Review date: Oct. 24, 2011


Emika — born in the Czech Republic, raised in England, based in Berlin — makes dance music of imposing originality. She’s fond of telling a story about sound in interviews, one having to do with listening to David Bowie’s “China Girl” at her grandmother’s place as a child and realizing the music “was coming from the cassette player, it didn’t just happen in the air by itself.” Her epiphany doesn’t blow my mind, but it helps me understand why her music is a vastly more satisfying experience when it’s allowed to exist as a whole, as something without an outside. It’s pointless to try to decode her first album using the habitual vocabulary of dance music: It sounds like itself and not like anything else. To really enjoy it, that has to be enough. There are facts out there that make it possible to parcel its parts out, but to interrogate Emika is to ignore what she’s accomplished.

I don’t mean Emika doesn’t stand up to scrutiny, just that a lot of the good stuff happens pre-scrutiny. The bass in here is out of control, shaping the space around the listener subconsciously, establishing a penetrating mood too subtle to distinguish between sadness and menace. The bass seems to preexist the music in such a way that it slips out of cognitive reach, like a topographic map of the ocean floor does to a layman. When she sings on “Common Exhange,” “Double Edge,” and “Drop the Other,” Emika adopts Aaliyah’s breathy patter. Part coo and part gasp, their flimsiness bears the emotional and sonic weight surrounding them. The meaning is out of reach, but the feeling is on the surface.

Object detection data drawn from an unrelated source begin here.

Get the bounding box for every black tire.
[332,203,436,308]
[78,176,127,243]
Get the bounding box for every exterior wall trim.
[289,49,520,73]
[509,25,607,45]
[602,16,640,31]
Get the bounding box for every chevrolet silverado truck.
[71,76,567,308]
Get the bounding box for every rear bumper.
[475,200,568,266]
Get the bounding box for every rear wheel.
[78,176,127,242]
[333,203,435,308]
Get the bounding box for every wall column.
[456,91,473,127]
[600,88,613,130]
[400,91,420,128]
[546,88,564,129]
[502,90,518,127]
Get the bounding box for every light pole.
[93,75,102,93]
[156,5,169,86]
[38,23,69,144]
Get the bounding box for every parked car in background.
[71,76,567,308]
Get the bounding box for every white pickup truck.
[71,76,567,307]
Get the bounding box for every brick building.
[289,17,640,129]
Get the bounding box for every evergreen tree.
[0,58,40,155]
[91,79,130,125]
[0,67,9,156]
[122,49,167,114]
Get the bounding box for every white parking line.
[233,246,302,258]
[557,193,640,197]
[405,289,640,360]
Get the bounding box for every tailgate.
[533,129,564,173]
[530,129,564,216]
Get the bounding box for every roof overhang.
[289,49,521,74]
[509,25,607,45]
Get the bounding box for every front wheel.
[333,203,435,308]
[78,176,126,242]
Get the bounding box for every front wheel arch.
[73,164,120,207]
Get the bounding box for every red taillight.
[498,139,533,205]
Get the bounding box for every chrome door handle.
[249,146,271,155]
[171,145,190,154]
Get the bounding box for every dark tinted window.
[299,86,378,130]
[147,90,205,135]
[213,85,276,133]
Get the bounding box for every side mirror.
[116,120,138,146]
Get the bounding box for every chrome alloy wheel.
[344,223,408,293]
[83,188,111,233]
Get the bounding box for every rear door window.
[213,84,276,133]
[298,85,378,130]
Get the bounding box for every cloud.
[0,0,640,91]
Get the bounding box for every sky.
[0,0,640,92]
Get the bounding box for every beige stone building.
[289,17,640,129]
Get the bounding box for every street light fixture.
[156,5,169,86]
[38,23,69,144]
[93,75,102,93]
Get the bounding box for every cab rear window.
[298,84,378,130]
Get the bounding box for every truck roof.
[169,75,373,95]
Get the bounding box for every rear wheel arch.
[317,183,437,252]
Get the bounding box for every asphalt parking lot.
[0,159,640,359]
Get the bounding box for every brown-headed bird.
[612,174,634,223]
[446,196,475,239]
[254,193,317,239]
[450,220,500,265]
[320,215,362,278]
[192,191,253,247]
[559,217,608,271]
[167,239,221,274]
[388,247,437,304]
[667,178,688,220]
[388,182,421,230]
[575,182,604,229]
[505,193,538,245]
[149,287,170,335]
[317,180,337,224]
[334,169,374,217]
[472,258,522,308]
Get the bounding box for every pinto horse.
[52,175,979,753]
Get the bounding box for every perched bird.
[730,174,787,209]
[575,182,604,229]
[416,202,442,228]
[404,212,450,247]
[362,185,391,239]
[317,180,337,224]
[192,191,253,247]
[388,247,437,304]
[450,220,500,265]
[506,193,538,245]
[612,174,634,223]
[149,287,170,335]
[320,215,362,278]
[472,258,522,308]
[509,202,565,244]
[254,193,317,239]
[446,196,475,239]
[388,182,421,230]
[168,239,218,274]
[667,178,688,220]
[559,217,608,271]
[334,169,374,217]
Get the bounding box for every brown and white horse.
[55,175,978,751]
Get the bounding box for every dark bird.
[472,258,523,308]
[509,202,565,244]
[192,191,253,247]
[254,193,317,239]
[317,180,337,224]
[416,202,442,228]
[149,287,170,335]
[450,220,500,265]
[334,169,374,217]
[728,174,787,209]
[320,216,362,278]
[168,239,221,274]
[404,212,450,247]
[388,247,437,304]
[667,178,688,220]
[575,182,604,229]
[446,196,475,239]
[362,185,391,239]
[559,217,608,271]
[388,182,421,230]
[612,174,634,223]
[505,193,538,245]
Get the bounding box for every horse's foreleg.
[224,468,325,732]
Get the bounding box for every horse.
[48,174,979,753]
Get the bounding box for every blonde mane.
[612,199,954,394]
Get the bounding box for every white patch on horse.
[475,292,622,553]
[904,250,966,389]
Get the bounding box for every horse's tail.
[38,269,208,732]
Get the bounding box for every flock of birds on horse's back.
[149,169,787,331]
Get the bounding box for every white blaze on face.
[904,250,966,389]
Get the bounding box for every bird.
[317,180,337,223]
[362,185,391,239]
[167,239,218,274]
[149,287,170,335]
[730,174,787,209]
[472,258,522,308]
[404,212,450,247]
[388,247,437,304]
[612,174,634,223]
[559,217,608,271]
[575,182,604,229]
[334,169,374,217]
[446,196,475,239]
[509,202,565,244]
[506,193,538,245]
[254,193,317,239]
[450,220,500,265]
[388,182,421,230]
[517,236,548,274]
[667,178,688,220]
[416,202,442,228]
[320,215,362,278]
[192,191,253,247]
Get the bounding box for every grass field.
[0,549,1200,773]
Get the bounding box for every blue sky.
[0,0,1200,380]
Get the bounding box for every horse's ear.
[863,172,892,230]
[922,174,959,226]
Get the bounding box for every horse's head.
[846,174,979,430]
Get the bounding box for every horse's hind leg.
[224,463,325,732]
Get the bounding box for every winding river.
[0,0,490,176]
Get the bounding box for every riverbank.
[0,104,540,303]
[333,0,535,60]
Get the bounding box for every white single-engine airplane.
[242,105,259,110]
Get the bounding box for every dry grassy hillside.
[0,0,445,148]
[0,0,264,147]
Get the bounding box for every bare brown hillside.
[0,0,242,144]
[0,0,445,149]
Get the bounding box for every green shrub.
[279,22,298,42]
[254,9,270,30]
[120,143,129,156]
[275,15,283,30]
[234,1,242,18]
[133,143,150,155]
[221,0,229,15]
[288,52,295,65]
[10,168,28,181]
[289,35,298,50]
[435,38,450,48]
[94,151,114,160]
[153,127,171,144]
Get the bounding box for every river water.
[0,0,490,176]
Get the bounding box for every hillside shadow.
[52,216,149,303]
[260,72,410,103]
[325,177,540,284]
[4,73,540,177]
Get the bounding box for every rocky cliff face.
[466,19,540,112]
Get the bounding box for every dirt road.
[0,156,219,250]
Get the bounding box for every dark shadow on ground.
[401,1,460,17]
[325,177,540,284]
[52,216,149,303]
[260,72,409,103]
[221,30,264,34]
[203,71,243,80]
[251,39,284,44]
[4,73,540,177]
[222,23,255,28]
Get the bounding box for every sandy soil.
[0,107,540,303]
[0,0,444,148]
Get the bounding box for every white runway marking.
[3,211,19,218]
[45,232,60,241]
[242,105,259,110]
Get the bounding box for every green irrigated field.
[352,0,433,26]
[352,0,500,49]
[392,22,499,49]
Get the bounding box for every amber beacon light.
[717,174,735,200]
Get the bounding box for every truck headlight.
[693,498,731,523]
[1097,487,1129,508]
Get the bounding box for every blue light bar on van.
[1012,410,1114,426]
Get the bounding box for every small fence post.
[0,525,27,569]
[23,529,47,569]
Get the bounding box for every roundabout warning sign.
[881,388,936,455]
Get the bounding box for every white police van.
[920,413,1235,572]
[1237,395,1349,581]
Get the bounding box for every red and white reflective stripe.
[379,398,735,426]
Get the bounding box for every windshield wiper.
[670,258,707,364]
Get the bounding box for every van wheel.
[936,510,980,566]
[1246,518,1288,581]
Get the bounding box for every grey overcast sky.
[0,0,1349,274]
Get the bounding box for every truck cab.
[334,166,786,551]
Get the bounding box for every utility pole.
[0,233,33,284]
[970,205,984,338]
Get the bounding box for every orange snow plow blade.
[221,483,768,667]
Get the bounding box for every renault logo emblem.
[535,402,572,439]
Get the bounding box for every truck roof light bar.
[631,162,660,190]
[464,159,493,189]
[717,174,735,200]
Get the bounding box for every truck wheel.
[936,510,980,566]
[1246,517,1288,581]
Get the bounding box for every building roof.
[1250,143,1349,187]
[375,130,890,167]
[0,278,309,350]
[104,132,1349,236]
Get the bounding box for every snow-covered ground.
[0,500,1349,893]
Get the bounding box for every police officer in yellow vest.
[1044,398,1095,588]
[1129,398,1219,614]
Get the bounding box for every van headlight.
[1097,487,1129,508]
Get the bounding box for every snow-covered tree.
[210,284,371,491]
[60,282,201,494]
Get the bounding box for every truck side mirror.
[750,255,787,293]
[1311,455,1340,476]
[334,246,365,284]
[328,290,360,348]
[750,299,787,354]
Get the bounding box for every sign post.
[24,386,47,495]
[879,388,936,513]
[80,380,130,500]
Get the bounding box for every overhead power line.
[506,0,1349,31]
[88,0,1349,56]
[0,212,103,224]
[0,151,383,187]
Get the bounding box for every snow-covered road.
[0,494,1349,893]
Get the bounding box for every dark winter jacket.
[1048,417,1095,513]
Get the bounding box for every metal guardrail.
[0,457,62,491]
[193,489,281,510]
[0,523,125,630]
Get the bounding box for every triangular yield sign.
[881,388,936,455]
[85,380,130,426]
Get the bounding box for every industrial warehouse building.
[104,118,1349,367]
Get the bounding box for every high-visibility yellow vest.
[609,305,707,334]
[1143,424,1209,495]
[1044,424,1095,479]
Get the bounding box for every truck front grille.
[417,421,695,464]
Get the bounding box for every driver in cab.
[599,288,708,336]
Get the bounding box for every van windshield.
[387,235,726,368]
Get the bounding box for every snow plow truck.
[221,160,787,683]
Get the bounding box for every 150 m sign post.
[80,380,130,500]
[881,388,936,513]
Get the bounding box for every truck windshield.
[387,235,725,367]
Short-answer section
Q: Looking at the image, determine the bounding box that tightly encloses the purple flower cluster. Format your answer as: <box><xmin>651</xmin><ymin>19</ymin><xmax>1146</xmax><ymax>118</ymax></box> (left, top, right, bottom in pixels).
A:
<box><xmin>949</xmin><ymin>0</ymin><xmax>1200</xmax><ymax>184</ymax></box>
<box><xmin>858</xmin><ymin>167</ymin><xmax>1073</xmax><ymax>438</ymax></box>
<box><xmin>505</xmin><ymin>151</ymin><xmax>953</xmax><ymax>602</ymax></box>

Other instruments make serious contributions, too — the haunted piano riffs are especially satisfying. Emika handled all production duties on the album herself, and the mix reverberates with a peculiar sense of space. Synths don’t make much of a contribution, and the melodies are elliptical and unresolved. The jackbooted S&M romp that is opener “3 Hours” enjoys misleading you; it’s got a deliberate song structure and makes an overt impact and somehow still feels appropriate in the context of the album. I’d imagine the girlfriends of guys in KMFDM shirts would listen to stuff like “3 Hours” if I was still in middle school; right now it comes off as a smart and uncynical way to fuck with the expectations surrounding you if you’re a female electronic musician.

This is all good. Yet, I find myself getting burned out by the act of reaching into the music — the pleasure fizzles out as I try to differentiate its component parts. The first few times I heard the album, it sounded improbably intimate and fresh. I may have spoiled it temporarily or for good; whatever the case, Emika’s made a very personal album here that succeeds by its own exacting standards. It wouldn’t mean anything if the music wasn’t quality, but better not to rely on anyone other than yourself to tell you if it has broader significance.